The “Clean Power Plan,” announced by the EPA and the White House in August, became effective on October 23, 2015, when it was published in the Federal Register. The Plan limits emissions of carbon dioxide (CO2) from all existing fossil-fuel burning power plants (and natural gas-fired electric generators). The goal is to achieve an overall 32% CO2 emissions reduction (based on 2005 levels) by 2030.
The Plan assigns each state an individual goal for reducing CO2 emissions from power plants. These different limits for each state reflect the reality that some states are much more heavily reliant on coal-burning power and will therefore need more time to transition away from coal-based power. Under the Plan, each state will decide for itself how to achieve its goals. The Plan provides many options for states to choose from, including switching from coal to natural gas, using renewables, setting up programs to boost energy efficiency in homes, or developing individual statewide or regional cap-and-trade systems.
But the Plan has also divided the states.

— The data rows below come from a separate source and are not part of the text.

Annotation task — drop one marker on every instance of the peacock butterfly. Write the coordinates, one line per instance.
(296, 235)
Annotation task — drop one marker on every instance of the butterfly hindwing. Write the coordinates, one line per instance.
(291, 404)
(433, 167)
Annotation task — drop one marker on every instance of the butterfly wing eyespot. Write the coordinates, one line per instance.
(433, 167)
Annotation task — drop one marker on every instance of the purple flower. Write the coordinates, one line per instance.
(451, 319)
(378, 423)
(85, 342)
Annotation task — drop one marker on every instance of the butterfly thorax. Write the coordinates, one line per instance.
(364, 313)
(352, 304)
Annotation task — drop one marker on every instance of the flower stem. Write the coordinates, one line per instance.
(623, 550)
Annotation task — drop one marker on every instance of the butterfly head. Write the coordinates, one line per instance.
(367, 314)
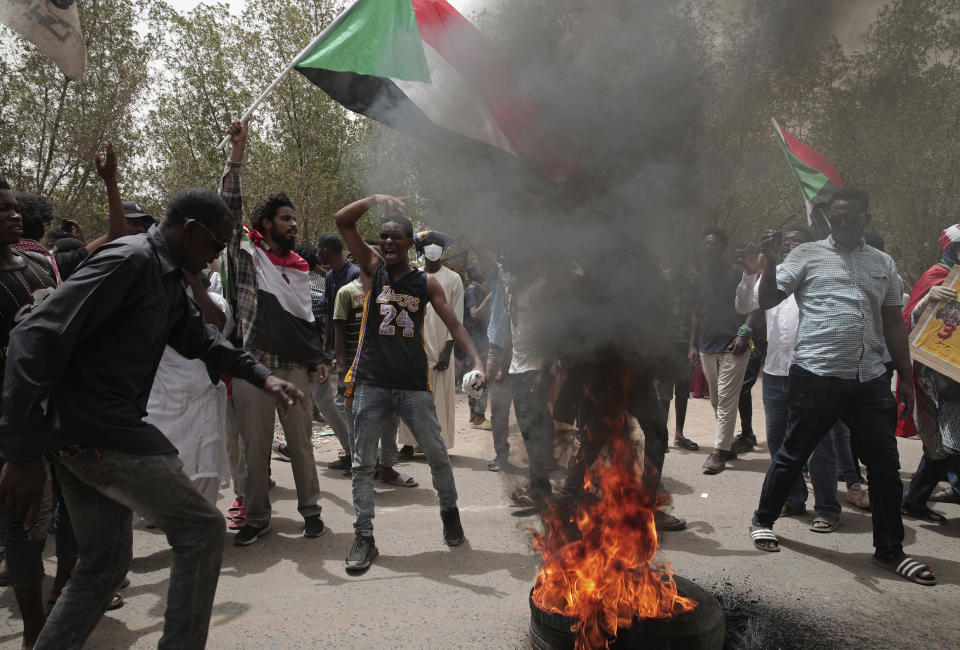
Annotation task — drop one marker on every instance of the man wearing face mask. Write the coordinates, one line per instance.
(437, 340)
(783, 321)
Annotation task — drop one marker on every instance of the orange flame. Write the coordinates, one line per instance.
(607, 577)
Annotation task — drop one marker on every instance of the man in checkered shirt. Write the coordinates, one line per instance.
(850, 296)
(291, 347)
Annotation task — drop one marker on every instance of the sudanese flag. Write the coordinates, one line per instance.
(420, 67)
(817, 178)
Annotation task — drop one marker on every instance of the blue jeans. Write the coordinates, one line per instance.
(373, 409)
(868, 408)
(101, 490)
(822, 463)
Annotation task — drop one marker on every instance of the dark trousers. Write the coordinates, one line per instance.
(745, 405)
(870, 411)
(644, 405)
(536, 427)
(102, 490)
(929, 473)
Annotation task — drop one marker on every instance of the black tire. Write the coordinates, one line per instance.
(702, 629)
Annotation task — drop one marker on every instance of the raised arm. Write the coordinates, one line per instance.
(107, 168)
(768, 295)
(456, 328)
(348, 216)
(230, 190)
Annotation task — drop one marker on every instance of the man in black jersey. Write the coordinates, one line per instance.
(390, 368)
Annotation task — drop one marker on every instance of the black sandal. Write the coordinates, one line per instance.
(907, 567)
(115, 603)
(923, 512)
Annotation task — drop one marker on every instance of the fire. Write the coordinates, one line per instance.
(605, 575)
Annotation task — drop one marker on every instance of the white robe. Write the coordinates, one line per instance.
(191, 412)
(435, 337)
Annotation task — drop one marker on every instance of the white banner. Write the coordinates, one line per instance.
(51, 25)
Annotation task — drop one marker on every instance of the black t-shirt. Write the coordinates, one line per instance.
(719, 320)
(391, 351)
(68, 261)
(21, 291)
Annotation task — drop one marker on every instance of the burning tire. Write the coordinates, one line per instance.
(701, 629)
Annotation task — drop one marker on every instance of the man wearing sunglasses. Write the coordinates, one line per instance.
(849, 295)
(78, 374)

On the one hand, some states are already staring to see success in reducing their carbon emissions. In fact, most states are now on track to meet the 32% emission reduction goal by 2020, and fourteen are likely to surpass those targets, according to an analysis by the Union of Concerned Scientists.
On the other hand, twenty-four states have joined together to challenge the Plan in federal court. They filed a lawsuit, led by coal producer West Virginia, on the same day that the Plan was published. The states claim that the Plan exceeds EPA’s legal authority. But the concerns they express have less to do with legality and more with what they claim will be the effects. Coal producers like West Virginia fear damage to the coal mining industry. Some business groups raised concerns that electricity costs will go up as power plants stop burning coal. They claim that the Plan will benefit the renewable energy market as states begin to rely on more solar and wind energy.
Expressing her belief that the Plan will withstand legal scrutiny, EPA Administrator Gina McCarthy said, “The Clean Power Plan has strong scientific and legal foundations, provides states with broad flexibilities to design and implement plans, and is clearly within EPA’s authority under the Clean Air Act.”
Observers expect a lengthy legal battle, with the ultimate showdown likely coming before the U.S. Supreme Court. We’ll continue to monitor developments.